Ce grand malheur de ne pouvoir être seul. El automatismo detectado premonitoriamente por Poe forma parte ya, sin duda, de nuestra condición contemporánea. El autómata moderno, sin embargo, no es como aquellos originarios y sofisticados muñecos mecánicos —capricci que jugaban al ajedrez o tocaban impecablemente la pianola— sino que se parece más a los inquietantes seres, casi indistinguibles de los humanos que, desde E.T.A. Hoffmann, pueblan la literatura de la ciencia-ficción. El autómata urbano remeda el comportamiento de sus congéneres porque es incapaz de metabolizar el shock nervioso que supone la aceleración de la ciudad moderna y acaba deviniendo un verdadero cyborg en el que la carnalidad concreta se anima con la personalidad genérica del hombre masa. El autómata, por tanto, es un sujeto fracasado, incapaz de hallar en la anomia urbana un hueco para su individualidad. Contra esta actitud de camuflaje, sin embargo, no cabe hacer muchas objeciones, pues todos somos, en mayor o menor medida, autómatas que aceptamos y ejercemos las convenciones sociales como máquinas inconscientes. De hecho, el reto que nuestra civilización nos propone tiene un alcance casi trágico pues, una vez abandonado el espacio de la naturaleza —a la que sólo podemos recurrir ya con excepcionalidad nostálgica— no tenemos más material con el que tratar que el de la propia ciudad, que nos contiene inevitablemente y se nos impone como destino. “Entre la nada y la ciudad —repite el anónimo héroe moderno— me tengo que quedar con la ciudad”. El hombre que se siente alienado en lo urbano no es, sin embargo, un desplazado en ningún sentido, pues vive en el propio medio que es el origen de su propio conflicto. Como escribe Perec de manera concluyente:

"Nunca nos podremos explicar o justificar una ciudad. La ciudad está ahí. Es nuestro espacio y no tenemos otro. Hemos nacido en ciudades. Hemos crecido en ciudades. Respiramos en ciudades. Cuando cogemos el tren es para ir de una ciudad a otra ciudad. No hay nada de inhumano en una ciudad, como no sea nuestra propia humanidad".

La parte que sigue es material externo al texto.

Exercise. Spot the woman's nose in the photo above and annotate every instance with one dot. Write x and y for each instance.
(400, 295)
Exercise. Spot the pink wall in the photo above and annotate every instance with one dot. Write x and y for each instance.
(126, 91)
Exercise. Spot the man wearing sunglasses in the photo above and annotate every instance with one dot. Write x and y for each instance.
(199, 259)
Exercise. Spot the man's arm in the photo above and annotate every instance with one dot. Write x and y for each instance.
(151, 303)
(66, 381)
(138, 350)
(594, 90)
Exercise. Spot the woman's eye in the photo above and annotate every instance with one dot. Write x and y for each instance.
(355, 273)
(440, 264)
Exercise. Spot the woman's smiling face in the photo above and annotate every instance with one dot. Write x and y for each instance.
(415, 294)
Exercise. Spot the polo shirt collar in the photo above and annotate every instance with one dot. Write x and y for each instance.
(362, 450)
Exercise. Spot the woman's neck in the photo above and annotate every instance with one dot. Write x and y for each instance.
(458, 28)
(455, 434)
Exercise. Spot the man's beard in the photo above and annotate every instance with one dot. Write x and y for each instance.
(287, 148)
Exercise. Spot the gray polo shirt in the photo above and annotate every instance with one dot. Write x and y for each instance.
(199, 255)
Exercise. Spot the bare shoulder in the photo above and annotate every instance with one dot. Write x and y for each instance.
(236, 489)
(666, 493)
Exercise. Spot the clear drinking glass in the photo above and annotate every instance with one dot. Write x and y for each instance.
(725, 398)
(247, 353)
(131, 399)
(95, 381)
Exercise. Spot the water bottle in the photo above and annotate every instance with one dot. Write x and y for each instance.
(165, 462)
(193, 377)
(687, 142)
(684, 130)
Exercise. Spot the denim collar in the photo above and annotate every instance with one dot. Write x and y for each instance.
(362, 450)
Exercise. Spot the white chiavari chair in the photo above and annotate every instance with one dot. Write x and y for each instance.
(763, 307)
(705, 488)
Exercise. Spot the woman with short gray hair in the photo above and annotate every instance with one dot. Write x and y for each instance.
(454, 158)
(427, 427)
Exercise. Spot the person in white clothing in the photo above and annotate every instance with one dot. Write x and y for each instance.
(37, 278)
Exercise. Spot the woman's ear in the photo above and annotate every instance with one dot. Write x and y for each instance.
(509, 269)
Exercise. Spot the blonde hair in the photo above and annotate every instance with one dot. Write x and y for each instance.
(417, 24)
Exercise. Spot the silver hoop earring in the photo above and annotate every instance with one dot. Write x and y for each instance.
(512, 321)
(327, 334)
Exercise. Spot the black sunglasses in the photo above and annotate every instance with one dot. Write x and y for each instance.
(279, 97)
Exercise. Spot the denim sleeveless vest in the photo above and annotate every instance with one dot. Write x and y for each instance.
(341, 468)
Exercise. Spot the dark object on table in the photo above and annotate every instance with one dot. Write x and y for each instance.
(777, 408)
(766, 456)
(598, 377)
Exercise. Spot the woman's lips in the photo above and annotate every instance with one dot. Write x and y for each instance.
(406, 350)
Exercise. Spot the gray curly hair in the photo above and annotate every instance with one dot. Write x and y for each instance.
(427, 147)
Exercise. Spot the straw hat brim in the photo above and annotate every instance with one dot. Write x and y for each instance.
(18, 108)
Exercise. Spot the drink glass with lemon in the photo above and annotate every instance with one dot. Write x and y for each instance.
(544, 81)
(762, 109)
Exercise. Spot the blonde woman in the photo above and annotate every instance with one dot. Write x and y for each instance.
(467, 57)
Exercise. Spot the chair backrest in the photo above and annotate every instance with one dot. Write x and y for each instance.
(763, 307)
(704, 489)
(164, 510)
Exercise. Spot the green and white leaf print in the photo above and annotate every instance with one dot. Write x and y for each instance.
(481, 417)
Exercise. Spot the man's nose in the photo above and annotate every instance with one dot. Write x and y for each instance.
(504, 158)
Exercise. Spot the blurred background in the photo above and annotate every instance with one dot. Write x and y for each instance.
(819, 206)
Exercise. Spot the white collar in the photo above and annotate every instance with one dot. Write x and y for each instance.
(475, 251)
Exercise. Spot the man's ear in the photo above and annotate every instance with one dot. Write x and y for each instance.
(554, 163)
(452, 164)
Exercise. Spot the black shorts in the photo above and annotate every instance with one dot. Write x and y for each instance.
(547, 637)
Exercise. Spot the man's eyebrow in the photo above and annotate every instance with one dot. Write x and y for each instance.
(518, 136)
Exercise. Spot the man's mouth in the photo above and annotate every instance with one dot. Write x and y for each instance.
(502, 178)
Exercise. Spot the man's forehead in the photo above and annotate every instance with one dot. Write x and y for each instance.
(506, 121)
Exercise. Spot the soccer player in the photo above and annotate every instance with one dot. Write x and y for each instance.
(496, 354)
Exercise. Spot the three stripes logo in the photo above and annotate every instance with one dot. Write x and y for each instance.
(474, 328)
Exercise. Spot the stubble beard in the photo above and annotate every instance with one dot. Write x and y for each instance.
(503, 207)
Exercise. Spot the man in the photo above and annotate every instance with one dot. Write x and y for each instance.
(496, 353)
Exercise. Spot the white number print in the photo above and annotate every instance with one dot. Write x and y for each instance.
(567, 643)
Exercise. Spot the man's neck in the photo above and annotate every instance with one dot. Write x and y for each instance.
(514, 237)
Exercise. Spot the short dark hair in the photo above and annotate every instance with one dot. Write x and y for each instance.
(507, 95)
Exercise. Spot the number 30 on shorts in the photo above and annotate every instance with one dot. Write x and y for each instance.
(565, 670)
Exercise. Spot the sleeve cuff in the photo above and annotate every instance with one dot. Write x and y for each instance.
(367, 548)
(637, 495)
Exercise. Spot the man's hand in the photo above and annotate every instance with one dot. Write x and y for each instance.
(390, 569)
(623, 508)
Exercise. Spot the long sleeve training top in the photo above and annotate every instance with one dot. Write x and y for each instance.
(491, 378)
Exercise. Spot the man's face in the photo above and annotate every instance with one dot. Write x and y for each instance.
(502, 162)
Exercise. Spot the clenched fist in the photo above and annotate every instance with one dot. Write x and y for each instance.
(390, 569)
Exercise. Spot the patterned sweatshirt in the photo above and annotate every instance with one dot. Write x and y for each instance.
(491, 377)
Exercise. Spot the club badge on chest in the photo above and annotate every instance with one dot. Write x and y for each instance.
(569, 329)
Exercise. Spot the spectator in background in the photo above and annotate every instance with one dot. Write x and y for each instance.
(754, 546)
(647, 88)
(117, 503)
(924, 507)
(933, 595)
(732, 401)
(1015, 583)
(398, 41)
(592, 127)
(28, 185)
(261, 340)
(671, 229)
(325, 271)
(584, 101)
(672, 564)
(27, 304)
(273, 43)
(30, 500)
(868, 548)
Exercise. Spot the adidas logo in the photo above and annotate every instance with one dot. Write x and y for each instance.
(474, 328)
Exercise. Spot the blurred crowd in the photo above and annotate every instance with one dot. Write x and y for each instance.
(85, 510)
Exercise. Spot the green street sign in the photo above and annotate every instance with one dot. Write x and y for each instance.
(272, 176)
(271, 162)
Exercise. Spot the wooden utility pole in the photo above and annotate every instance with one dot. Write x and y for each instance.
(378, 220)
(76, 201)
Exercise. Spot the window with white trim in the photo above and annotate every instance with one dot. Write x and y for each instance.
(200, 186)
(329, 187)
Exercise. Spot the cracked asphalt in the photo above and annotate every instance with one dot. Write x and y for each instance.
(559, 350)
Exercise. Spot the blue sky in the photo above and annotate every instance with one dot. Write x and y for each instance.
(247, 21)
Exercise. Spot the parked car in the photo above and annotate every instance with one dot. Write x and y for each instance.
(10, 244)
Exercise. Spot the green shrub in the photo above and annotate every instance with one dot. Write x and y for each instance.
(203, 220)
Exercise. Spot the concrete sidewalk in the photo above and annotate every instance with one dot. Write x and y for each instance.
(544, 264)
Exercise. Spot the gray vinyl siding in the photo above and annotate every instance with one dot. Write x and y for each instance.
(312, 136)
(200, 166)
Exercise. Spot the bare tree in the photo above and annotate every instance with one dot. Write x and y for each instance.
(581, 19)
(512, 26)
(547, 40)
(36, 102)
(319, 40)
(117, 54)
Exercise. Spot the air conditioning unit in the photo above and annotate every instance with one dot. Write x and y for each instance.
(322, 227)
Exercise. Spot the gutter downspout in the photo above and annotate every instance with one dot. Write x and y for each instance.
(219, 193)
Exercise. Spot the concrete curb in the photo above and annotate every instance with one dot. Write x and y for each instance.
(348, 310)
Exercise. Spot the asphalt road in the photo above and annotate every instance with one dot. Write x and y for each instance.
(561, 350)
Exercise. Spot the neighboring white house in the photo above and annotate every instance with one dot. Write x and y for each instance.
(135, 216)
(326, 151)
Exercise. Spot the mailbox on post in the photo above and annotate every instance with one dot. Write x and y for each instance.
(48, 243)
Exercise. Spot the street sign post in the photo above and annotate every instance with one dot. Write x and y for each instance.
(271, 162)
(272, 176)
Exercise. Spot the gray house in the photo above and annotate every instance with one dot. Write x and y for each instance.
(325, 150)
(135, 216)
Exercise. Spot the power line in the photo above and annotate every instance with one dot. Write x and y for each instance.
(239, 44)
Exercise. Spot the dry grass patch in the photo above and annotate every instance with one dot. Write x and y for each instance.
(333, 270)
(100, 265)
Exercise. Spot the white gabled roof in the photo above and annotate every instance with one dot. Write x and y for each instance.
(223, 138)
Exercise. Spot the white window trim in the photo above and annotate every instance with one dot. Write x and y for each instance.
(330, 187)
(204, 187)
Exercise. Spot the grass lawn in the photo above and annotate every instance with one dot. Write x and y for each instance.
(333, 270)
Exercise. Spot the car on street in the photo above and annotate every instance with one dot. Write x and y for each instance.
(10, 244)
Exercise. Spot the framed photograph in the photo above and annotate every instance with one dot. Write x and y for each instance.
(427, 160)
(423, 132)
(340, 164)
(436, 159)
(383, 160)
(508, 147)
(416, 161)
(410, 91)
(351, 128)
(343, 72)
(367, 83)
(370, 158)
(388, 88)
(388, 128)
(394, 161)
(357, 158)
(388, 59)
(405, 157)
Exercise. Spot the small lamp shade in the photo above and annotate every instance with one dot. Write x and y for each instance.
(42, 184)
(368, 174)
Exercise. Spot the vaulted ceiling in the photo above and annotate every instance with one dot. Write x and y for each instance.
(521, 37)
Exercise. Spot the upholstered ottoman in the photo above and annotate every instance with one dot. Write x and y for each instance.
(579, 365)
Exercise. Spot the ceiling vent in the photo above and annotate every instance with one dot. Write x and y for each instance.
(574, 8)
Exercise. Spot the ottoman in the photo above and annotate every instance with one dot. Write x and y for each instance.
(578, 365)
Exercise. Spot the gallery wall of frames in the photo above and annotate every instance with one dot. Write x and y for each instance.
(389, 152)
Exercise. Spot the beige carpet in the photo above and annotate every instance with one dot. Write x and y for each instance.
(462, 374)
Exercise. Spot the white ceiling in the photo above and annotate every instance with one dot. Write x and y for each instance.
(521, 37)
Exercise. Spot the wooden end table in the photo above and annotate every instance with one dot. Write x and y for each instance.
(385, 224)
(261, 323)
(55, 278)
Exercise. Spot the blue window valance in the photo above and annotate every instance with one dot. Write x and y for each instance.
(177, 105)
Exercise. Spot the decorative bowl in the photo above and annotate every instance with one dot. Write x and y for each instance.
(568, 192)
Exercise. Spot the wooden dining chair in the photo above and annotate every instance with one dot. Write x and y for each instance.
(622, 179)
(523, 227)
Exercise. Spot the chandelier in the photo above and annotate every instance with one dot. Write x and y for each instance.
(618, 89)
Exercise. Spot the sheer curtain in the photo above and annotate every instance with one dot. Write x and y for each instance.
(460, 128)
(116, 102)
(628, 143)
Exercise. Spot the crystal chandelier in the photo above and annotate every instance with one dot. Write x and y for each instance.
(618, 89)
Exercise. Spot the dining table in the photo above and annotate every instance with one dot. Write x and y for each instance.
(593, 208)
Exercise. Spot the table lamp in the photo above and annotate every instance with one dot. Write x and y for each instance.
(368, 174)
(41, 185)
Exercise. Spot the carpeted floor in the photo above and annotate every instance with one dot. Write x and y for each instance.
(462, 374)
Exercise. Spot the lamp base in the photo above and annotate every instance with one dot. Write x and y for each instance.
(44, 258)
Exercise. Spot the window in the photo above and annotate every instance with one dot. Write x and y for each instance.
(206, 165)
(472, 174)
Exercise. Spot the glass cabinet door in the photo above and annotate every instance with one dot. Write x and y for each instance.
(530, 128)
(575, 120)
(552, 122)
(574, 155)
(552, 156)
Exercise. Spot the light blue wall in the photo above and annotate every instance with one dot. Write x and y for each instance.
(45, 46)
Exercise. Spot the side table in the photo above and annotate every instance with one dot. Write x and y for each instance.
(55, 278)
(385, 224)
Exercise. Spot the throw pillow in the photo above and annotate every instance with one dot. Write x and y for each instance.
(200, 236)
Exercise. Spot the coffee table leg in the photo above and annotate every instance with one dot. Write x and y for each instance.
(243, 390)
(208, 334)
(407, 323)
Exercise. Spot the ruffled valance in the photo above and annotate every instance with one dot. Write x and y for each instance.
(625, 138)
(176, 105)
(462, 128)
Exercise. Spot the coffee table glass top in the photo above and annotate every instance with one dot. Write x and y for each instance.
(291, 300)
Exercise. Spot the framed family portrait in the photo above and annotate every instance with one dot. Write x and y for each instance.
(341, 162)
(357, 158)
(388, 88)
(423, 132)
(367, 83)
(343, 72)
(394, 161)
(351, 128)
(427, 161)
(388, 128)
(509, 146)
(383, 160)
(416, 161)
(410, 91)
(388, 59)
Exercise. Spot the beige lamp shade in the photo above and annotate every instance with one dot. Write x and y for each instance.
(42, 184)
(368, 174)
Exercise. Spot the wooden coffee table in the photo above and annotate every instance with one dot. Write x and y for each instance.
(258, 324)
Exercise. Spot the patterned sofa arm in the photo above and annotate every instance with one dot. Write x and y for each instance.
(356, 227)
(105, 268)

Todo lo real es urbano; todo lo urbano es real. No hay nada más fuera de esa ciudad que Benjamin define, en sus escritos sobre Baudelaire, como aquel espacio en el que el hombre se sumerge en la multitud como en una reserva de energía eléctrica. Pese a que las estrategias de camuflaje arriba descritas forman parte ya de nuestros hábitos cotidianos e instintivos, las ciudades contemporáneas siguen causando este shock electrodinámico. Las tradicionales estrategias de defensa no resultan ya eficaces frente los grandes cambios urbanos producidos en los últimos decenios. Las ciudades se han convertido en metrópolis, es decir, extensiones urbanas de alcance territorial. Por otra parte, a la aceleración inaudita con que pretendemos manejar las ingentes cantidades de información que pasan ante nuestros ojos se ha unido el nuevo e inasible mundo paralelo que, de manera creciente, va engrosando la Red, de tal modo que, a pesar del doloroso aprendizaje que desde hace casi dos siglos el hombre moderno sufre para aprender a vivir en las grandes ciudades, nuestra sensación frente a las megalópolis contemporáneas puede llegar a ser la misma que se recogía en los textos de Engels o Poe que acabamos de presentar: la incertidumbre, la inextinguible alienación.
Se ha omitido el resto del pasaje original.